Since the first United States Census in 1790, the U.S. Census Bureau has recorded the mean center of the population as it moves west and south.
Baltimore-based artist Nate Larson’s explores these centroid towns in the next chapter of his project. The upcoming exhibit, “Centroid Towns: Like a Passing Shadow,” features the town of Waterford, Va., the centroid town of 1810. The exhibit will run from September 28 through January 4.

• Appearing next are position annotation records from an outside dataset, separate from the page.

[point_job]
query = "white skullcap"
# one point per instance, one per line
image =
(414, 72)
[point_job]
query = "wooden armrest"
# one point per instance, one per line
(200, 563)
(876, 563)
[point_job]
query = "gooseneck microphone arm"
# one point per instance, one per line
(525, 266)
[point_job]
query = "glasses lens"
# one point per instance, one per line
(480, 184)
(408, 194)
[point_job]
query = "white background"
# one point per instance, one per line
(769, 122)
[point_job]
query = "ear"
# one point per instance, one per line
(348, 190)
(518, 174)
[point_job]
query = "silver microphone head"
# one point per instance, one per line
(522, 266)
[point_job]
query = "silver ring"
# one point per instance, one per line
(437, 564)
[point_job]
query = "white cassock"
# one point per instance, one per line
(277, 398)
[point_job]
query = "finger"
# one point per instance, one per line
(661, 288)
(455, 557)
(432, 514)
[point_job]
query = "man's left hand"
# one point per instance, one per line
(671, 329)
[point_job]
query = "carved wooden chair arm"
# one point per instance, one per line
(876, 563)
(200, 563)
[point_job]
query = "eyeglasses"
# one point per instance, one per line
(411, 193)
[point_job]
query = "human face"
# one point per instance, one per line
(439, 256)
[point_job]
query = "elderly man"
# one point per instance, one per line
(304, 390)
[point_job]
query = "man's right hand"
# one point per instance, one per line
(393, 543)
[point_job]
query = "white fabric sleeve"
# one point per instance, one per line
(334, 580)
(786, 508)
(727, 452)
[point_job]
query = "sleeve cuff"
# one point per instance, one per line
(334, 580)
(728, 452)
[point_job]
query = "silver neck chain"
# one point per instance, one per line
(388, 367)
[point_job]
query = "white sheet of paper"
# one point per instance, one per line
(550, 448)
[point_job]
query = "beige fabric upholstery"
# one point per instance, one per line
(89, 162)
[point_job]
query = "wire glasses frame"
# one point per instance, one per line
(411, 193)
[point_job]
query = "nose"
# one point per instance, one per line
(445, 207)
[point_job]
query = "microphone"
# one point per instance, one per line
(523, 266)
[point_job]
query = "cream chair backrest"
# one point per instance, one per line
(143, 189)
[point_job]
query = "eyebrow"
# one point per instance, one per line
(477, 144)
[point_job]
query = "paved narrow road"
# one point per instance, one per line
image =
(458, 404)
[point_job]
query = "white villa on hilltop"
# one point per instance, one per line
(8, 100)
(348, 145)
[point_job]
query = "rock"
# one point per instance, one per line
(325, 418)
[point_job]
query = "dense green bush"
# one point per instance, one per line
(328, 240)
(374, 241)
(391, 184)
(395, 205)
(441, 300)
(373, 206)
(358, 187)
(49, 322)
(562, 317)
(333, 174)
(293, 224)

GRACE wrote the following about Larson:
Nate Larson works with photographic media, artist books, and digital video. His projects have been widely shown across the US and internationally as well as featured in numerous publications and media outlets, including Wired, The Guardian, NPR, Hyperallergic, New York Times, The Washington Post, and Art Papers. His artwork is included in the permanent collections of the High Museum Atlanta, Crystal Bridges Museum of American Art, the Orlando Museum of Art, Portland Art Museum, the Museum of Fine Arts Houston, and the Museum of Contemporary Photography Chicago. Larson is currently serving as Chair of the Photography Department at MICA / Maryland Institute College of Art in Baltimore.
Larson’s previous work featured communities like Ellicott City, Md., Bloomington, In., and Mascoutah, Ill.
The exhibit is supported by Virginia McGehee Friend.
The opening reception is set for September 28 from 5-7 p.m. at Reston Community Center. Larson and GRACE’s executive director and curator Lily Siegel will discuss the exhibit. Creative responses are set for October 3 and 24 at 7 p.m.